Diez minutos después, Gregorio estaba sentado en la banca del patio de los vecinos, mientras Sergio avivaba las brasas en una antigua barrica convertida en parrilla. El sol matutino quemaba, pero bajo la frondosa manzano había fresca sombra.
Gregorio, ¿cree que las brasas ya están listas? preguntó Sergio, secándose el sudor de la frente.
El anciano se incorporó con crujido, miró el fuego y asintió:
Unos cinco minutos más y estarán perfectas. Fíjate cómo se cubren de una capa blanca.
Lara sacó una bandeja con carne marinada, cuyo aroma a ajo y hierbas llenó el aire.

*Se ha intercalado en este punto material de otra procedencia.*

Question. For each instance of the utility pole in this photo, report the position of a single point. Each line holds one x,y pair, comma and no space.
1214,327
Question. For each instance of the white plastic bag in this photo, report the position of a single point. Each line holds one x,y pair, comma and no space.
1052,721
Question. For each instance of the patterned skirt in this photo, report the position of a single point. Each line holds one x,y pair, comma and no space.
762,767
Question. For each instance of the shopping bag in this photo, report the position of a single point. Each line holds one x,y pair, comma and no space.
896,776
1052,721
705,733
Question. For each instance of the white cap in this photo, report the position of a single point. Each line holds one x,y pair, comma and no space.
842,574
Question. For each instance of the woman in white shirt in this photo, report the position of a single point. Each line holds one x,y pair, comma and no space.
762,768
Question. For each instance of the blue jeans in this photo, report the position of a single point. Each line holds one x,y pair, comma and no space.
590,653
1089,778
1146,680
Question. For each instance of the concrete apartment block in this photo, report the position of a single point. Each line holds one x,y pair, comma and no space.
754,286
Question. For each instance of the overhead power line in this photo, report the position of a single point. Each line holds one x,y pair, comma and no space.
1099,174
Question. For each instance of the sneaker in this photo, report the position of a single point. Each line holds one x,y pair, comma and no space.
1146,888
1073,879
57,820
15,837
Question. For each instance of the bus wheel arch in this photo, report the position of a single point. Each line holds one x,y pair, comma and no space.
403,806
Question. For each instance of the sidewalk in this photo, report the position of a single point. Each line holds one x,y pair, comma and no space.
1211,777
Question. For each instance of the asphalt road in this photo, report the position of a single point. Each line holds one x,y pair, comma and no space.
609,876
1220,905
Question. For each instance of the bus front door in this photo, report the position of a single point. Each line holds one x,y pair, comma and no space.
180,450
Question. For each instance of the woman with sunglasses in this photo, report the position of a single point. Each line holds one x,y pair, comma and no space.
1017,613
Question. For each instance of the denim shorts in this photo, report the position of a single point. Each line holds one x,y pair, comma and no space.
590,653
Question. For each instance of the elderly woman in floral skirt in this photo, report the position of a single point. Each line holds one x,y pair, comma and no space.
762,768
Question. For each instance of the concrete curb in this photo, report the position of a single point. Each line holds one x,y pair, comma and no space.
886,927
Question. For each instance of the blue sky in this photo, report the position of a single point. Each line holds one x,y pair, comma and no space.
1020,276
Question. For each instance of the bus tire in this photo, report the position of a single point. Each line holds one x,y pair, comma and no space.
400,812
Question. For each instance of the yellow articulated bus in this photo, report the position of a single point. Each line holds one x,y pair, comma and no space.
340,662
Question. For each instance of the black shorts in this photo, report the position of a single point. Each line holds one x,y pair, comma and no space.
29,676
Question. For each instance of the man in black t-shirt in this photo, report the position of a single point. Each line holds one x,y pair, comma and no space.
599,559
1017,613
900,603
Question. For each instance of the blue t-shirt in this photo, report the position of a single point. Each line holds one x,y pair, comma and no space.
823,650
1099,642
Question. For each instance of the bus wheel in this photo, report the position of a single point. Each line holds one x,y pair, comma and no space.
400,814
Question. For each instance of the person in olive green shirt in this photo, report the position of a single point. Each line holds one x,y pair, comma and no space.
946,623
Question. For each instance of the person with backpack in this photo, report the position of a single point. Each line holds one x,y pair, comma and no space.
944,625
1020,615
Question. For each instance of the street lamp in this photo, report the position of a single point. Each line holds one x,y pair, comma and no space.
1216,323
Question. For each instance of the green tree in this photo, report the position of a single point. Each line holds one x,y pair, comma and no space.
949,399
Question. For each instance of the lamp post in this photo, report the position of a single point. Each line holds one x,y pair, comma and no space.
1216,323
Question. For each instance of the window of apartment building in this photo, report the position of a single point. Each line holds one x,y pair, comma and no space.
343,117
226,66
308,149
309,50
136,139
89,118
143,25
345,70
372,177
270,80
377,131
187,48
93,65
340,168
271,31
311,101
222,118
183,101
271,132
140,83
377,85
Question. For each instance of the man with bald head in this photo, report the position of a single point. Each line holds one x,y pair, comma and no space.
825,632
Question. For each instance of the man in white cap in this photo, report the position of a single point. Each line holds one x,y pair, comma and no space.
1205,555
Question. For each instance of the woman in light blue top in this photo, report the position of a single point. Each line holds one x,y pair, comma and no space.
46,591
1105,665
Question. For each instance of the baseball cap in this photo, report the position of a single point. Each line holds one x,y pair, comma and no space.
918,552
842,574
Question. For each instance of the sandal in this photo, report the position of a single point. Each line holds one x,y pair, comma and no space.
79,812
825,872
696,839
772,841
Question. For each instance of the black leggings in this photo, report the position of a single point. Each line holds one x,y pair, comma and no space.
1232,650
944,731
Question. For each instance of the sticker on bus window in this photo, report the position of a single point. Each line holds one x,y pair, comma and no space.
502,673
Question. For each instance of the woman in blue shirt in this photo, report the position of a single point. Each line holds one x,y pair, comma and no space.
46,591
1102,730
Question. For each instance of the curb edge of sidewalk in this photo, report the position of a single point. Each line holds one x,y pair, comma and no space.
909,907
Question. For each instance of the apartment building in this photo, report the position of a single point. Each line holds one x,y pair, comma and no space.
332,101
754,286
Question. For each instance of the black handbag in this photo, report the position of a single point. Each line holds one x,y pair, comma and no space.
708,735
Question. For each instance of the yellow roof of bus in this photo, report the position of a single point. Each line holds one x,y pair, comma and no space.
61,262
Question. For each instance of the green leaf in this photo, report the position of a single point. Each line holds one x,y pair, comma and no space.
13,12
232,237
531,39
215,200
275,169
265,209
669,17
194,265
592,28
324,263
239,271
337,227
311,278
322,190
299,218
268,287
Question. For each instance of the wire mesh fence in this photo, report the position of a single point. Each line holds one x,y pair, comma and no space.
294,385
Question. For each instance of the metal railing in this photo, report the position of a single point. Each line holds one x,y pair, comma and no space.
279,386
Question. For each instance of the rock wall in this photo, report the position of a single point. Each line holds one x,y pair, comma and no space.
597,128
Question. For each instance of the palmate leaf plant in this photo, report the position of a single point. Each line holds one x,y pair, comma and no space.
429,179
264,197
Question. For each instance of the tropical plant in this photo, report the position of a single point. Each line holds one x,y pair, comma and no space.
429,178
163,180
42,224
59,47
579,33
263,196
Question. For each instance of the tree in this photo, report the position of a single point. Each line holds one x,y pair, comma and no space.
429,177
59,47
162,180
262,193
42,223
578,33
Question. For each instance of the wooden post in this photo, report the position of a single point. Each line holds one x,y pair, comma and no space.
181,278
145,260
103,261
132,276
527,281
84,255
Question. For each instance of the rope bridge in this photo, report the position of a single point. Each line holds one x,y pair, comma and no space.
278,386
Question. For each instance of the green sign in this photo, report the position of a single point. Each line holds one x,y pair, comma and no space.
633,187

Gregorio, eres nuestro consejero principal en la barbacoa de hoy. Mi marido no se maneja mucho con la carne.
Sergio quiso protestar, pero se encogió de hombros y aceptó resignado.
Así comenzó el día más inesperado de los últimos cinco años.
Gregorio enseñó a Sergio los secretos de un asado perfecto, mientras Lola giraba a su alrededor, intentando ayudar y al mismo tiempo entorpeciendo. Lara disponía los platos, picaba una ensalada fresca de verduras.
Cuando se sentaron bajo la sombra del manzano, Gregorio se dio cuenta de que se estaba riendo de una broma de Sergiouna historia algo picante, no muy ingeniosa, pero tremendamente graciosa en aquel ambiente. Lola, cubierta de ketchup, servía con solemnidad un ponche de la jarra, derramando la mitad por accidente.
Abuelito, ¿es verdad que fuiste tanque en la guerra? preguntó de pronto, con los ojos muy abiertos.
El silencio se apoderó de la mesa. Sergio y Lara se miraron.
¡Lola! exclamó la madre.
No replicó Gregorio, sonriendo de repente. Yo era un niño pequeño, como tú. Solo que con hambre.
Comenzó a relatar cómo, después de la guerra, recogía mazorcas en el campo del colectivo. Contó la vez que encontró una patata congelada, el mejor día de su vida. Lola escuchaba boquiabierta; cuando terminó, se lanzó y lo abrazó:
¡Te daré toda mi patata! ¡Todas!
Todos estallaron en carcajadas, y Gregorio sintió una calidez que se expandía por dentro.
Al anochecer, cuando las primeras estrellas asomaban, Gregorio regresó a casa. Sergio lo acompañó hasta la verja.
Gracias, Gregorio. No imaginas lo importante que ha sido para Lola y para nosotros.
El anciano agitó la mano:
No hay de qué
En serio. Nos mudamos aquí para estar cerca de la gente, y al final, ha sido usted quien nos ha acercado.
Gregorio lo interrumpió:
Mañana venid a mi huerto. Te enseño a cavar la tierra. Tienes la hierba hasta la cintura.
Sergio sonrió amplio:
Iré. Lo prometo.
Dentro, Gregorio se quedó mirando una foto de Begoña.
¿Lo ves? susurró. Tenías miedo de que sin ti me perdiera
Desde la ventana se oía el crujir de los grillos y la risa de Lola que, desde la casa de al lado, todavía parecía no cansarse tras el día tan intenso. Apagó la luz y se acostó.
Por primera vez en mucho tiempo, la noche ya no le asustó.